This is a must read article here are just a few of my personal highlights:
25-year Monsanto veteran Rob Horsch to the position of “senior program officer, focusing on improving crop yields in sub-Saharan Africa.”
(me: That's a good way to stay open to all the possibilities now isn't it Bill?)
Here’s a summary of a 2005 paper published in Bioscience comparing yields of organic and conventional corn. The 22-year study compared yields of corn and soy for the following systems: 1) conventional chemical-based agriculture; 2) organic ag using manure for soil fertility; and 3) organic ag using “green manure” (nitrogen-fixing cover crops) for fertility. From the summary, here’s the key nugget of the study:
“First and foremost, we found that corn and soybean yields were the same across the three systems,” said [researcher David] Pimentel, who noted that although organic corn yields were about one-third lower during the first four years of the study, over time the organic systems produced higher yields, especially under drought conditions. The reason was that wind and water erosion degraded the soil on the conventional farm while the soil on the organic farms steadily improved in organic matter, moisture, microbial activity and other soil quality indicators. [Emphasis added.]

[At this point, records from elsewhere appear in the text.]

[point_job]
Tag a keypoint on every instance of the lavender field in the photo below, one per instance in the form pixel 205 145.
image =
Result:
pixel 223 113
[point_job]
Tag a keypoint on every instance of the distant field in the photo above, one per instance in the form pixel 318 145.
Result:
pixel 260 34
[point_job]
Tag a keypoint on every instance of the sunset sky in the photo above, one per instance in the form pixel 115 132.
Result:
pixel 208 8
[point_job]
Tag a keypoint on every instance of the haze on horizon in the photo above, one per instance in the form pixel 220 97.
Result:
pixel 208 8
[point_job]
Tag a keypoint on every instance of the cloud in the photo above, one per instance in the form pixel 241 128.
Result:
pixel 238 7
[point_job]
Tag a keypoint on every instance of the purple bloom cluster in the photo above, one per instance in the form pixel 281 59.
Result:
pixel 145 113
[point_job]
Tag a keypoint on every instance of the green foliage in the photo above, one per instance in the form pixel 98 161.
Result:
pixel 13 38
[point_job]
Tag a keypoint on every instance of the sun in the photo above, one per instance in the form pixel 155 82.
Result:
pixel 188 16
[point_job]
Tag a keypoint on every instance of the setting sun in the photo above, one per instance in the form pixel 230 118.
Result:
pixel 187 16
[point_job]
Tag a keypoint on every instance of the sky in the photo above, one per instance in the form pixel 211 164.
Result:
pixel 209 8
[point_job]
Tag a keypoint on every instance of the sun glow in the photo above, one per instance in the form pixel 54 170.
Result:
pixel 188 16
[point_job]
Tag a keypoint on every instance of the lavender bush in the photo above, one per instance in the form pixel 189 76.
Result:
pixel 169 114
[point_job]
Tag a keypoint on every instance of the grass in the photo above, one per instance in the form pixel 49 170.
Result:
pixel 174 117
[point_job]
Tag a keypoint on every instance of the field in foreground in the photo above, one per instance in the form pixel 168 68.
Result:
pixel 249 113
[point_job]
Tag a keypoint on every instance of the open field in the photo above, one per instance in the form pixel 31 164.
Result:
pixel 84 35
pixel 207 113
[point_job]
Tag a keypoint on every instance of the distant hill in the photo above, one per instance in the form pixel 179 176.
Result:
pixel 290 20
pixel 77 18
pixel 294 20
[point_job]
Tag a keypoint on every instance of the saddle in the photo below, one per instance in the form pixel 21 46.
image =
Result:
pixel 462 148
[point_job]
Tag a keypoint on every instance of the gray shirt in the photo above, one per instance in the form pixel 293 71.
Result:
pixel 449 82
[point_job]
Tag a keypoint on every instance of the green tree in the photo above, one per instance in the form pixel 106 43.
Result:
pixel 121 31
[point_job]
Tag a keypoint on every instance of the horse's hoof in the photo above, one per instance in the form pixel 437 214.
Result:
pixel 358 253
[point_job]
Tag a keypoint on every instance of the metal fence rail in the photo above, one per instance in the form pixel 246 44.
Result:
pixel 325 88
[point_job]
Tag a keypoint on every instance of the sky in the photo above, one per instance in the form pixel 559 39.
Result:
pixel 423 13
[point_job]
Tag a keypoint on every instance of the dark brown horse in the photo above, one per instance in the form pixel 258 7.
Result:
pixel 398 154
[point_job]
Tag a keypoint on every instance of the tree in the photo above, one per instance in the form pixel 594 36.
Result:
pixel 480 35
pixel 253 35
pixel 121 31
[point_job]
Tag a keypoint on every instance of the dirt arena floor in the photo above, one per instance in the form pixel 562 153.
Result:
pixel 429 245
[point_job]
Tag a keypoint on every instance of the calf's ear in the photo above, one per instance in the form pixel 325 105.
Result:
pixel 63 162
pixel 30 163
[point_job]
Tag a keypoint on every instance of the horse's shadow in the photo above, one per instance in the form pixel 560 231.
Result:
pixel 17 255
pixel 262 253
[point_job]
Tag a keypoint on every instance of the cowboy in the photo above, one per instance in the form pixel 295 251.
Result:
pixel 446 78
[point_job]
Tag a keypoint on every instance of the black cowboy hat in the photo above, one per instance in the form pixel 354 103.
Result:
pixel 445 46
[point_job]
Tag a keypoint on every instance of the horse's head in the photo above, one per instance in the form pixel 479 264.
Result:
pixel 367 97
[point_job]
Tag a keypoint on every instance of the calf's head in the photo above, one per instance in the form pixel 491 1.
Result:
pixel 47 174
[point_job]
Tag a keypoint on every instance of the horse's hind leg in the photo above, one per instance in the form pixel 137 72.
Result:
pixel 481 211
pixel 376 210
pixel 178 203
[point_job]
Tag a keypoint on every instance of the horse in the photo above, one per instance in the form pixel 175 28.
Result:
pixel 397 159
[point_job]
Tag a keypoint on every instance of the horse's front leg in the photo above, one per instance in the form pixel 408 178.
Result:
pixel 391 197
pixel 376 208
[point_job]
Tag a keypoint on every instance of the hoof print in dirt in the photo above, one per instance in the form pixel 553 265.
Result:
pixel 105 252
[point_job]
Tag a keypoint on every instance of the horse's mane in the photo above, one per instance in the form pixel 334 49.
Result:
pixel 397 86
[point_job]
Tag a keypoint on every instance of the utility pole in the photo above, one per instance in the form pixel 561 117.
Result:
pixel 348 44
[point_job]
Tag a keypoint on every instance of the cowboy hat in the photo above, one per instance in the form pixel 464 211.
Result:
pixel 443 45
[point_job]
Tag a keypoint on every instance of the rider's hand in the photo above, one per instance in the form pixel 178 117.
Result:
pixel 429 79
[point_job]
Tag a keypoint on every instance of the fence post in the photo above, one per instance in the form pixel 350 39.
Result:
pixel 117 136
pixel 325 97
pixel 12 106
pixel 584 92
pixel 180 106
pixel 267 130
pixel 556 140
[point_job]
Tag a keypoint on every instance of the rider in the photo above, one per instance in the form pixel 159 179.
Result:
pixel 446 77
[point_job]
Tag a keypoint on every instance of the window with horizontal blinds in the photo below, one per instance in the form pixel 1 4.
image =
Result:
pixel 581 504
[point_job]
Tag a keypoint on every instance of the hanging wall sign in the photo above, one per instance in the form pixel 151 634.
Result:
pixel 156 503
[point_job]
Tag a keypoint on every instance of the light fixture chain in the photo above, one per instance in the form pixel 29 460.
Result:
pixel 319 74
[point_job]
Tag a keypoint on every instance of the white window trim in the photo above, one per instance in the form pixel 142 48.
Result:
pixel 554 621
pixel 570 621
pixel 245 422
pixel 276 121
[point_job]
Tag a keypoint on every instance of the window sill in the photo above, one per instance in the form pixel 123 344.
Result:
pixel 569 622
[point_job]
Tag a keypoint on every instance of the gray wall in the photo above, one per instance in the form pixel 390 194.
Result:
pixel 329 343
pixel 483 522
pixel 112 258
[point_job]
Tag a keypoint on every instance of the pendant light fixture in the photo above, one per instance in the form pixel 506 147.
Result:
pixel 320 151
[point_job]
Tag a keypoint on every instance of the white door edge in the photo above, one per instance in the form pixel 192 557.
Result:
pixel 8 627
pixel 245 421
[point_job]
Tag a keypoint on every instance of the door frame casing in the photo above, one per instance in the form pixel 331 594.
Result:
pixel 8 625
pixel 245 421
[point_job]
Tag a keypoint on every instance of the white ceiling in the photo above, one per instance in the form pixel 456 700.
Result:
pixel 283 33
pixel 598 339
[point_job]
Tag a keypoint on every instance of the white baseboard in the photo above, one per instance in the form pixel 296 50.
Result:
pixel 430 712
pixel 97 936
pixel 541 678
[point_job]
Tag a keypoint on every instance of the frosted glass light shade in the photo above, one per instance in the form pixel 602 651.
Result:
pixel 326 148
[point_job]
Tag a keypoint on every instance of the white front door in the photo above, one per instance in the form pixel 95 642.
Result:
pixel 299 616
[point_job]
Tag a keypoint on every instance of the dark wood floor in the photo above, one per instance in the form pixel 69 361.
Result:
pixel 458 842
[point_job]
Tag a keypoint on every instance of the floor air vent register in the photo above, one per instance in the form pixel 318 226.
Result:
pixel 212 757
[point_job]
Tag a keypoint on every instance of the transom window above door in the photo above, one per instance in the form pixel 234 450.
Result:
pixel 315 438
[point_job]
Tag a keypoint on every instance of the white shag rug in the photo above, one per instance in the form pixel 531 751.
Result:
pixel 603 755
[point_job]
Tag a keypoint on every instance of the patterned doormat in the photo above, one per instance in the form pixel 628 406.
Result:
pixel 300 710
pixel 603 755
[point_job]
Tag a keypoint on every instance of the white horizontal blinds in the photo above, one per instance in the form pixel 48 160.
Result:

Note well the “especially under drought conditions” bit. Here is a technology for “drought-tolerant” corn that’s ready right now—no need to wait until 2018. It doesn’t rely on the benevolence of Monsanto to waive a technology fee; and there are no questions about seed-saving. It asks no one to accept a drop in long-term productivity as the price paid for sustainability. And not only does it help farmers adapt to climate change with its drought-tolerant qualities, but it helps mitigate climate change by sequestering carbon. From the summary:
The fact that organic agriculture systems also absorb and retain significant amounts of carbon in the soil has implications for global warming, Pimentel said, pointing out that soil carbon in the organic systems increased by 15 to 28 percent, the equivalent of taking about 3,500 pounds of carbon dioxide per hectare out of the air.